Iranian Shīʿite clergyman and politician who served as president of Iran (1981–89) and as that country's rahbar, or leader, from 1989. A religious figure of some significance, Khamenei was generally addressed with the honorific ayatollah.
Khamenei began his advanced religious studies at Qom under the most prominent Shīʿite scholars of the day, including Ruhollah Khomeini. From 1963 he was actively involved in protests against the monarchy, for which he was imprisoned several times by Iran's security services. Khamenei remained closely associated with the exiled Khomeini during this time and immediately after the latter's return to Iran in 1979 was appointed to the Revolutionary Council. After its dissolution he became deputy minister of defense and Khomeini's personal representative on the Supreme Defense Council.
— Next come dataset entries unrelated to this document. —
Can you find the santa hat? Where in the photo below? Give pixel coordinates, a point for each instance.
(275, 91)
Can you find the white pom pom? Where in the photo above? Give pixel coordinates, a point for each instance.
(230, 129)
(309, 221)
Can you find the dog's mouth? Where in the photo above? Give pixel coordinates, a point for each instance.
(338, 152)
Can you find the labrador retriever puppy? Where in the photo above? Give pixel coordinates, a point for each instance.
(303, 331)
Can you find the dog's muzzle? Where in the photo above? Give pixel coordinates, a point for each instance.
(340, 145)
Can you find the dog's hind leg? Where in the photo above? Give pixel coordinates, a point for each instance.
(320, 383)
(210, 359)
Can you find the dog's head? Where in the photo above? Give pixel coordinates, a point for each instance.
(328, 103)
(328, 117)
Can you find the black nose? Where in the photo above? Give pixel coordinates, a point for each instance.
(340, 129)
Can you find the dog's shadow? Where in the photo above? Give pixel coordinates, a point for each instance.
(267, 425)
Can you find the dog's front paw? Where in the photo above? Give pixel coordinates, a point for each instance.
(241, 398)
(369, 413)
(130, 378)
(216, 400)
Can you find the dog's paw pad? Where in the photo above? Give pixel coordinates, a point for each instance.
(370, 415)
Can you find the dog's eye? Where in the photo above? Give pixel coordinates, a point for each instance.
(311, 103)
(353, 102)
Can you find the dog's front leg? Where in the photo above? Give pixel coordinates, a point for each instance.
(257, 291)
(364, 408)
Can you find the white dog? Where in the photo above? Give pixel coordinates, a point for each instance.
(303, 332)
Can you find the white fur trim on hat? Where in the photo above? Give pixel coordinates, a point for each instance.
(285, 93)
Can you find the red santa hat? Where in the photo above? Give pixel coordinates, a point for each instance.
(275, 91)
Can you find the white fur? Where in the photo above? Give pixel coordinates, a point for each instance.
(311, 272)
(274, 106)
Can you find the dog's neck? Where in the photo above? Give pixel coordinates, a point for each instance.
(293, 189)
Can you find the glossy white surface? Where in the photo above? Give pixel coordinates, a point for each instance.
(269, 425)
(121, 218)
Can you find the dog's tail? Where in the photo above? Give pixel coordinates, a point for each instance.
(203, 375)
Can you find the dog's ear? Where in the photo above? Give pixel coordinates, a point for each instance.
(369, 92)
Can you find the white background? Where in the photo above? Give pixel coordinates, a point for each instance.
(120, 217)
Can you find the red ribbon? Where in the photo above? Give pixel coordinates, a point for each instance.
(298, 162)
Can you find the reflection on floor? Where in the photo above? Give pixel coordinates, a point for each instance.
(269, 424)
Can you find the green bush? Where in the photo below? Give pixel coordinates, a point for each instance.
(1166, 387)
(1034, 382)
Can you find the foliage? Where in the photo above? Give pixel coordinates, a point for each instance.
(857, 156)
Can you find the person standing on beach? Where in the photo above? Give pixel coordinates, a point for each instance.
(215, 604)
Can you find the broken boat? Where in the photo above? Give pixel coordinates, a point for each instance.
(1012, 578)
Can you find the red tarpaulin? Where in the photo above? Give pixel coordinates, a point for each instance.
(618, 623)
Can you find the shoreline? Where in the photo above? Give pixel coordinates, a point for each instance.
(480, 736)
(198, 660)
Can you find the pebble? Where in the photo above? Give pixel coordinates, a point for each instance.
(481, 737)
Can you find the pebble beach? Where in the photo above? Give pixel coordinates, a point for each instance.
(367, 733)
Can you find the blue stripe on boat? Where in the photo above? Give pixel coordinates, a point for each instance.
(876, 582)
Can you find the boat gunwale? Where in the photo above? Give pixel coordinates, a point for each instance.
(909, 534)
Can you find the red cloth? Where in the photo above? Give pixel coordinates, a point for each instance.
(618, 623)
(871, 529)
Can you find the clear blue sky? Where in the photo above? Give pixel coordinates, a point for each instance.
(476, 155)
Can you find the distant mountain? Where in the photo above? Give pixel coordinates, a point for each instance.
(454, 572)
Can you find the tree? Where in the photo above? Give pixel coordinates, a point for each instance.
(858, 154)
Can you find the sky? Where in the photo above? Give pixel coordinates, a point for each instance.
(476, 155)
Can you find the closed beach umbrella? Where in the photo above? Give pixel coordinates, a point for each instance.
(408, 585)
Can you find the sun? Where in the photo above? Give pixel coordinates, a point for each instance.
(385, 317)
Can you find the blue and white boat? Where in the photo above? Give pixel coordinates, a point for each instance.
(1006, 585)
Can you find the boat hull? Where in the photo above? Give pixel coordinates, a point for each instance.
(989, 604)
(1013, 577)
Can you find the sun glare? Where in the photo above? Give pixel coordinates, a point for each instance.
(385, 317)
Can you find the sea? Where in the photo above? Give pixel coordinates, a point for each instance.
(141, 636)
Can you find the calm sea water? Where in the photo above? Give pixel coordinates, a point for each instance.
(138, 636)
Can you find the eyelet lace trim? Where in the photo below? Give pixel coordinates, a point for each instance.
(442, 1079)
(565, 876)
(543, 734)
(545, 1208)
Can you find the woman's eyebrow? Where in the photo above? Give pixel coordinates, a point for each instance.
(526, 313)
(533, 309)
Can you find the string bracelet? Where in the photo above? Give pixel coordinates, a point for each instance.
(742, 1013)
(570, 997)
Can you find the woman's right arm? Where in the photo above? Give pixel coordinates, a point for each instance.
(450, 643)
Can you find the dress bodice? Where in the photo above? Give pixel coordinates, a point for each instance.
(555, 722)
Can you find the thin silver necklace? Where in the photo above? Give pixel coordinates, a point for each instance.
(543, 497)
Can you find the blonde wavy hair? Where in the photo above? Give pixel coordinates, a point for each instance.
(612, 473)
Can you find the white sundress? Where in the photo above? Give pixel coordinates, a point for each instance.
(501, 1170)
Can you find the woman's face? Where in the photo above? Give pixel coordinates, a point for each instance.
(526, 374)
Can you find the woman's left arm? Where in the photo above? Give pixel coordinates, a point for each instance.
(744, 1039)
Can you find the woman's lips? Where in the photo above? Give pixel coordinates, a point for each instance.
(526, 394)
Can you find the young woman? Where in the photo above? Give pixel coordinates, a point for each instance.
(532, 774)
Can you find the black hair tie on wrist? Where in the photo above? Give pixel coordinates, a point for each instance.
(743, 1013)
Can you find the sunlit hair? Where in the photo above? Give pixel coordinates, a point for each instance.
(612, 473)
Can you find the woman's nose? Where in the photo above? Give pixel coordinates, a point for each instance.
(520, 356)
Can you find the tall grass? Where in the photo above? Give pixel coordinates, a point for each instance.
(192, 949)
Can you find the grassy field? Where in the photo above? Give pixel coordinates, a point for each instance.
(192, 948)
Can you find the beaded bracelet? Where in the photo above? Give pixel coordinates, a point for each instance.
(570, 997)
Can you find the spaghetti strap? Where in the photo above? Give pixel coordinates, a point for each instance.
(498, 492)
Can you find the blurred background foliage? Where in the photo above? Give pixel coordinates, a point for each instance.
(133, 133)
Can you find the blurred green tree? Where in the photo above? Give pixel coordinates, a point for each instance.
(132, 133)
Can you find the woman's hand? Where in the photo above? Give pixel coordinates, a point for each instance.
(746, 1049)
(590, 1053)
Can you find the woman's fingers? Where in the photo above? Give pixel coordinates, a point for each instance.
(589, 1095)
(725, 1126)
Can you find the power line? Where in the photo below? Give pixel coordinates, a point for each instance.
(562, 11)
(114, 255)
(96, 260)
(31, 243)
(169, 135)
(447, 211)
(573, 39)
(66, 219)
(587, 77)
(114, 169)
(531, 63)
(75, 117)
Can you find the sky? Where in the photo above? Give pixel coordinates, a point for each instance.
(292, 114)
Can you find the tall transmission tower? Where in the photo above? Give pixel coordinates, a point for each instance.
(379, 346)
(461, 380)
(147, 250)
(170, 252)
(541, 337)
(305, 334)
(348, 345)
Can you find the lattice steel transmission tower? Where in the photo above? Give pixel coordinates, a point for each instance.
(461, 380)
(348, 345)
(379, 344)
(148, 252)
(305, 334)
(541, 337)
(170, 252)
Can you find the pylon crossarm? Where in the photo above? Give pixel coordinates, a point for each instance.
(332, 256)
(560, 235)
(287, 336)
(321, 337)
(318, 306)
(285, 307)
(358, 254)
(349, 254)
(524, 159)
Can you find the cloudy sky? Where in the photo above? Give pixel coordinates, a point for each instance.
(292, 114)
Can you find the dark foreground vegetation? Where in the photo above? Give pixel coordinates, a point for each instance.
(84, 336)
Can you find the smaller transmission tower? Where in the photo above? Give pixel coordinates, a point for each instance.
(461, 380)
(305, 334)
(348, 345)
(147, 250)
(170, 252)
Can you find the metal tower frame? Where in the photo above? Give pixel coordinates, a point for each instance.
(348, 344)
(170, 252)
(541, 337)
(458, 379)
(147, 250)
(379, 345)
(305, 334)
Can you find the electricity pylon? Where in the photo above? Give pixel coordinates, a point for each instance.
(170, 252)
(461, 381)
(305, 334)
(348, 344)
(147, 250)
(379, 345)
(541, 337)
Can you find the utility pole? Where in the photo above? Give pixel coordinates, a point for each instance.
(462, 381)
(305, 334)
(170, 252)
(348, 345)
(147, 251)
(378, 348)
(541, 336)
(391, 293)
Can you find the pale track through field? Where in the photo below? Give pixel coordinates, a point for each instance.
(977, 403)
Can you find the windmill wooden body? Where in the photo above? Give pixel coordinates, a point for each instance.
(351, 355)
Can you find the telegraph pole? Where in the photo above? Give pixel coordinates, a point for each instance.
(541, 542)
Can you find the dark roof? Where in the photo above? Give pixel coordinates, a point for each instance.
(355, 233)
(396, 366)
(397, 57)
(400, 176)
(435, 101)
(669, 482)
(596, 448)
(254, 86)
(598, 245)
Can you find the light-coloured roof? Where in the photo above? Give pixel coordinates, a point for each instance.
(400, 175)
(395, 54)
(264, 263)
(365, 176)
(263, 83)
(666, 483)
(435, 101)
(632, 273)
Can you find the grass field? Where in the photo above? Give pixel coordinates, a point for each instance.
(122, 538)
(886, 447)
A fiery orator in support of the pro-Khomeini Islamic Republican Party (IRP) and an ardent advocate of the concept of velāyat-e faqīh (governance by the religious jurist), Khamenei was injured in 1981 in one of a series of terrorist bombings that devastated the IRP's upper echelon. Following the death of the secretary-general of the IRP in another such blast later that year, Khamenei was appointed to fill the vacant position and within weeks announced his intention to run for the presidency. He was elected president in October 1981 and reelected in 1985. Although not considered one of Iran's senior clerics—he was then generally accorded the somewhat less lofty title of hojatolislam—Khamenei rose to the position of rahbar following the death of Khomeini in 1989. Khamenei enjoyed a good working relationship with President Hashemi Rafsanjani in the early 1990s, but his relations were strained with reformist President Mohammad Khatami, who was elected in 1997.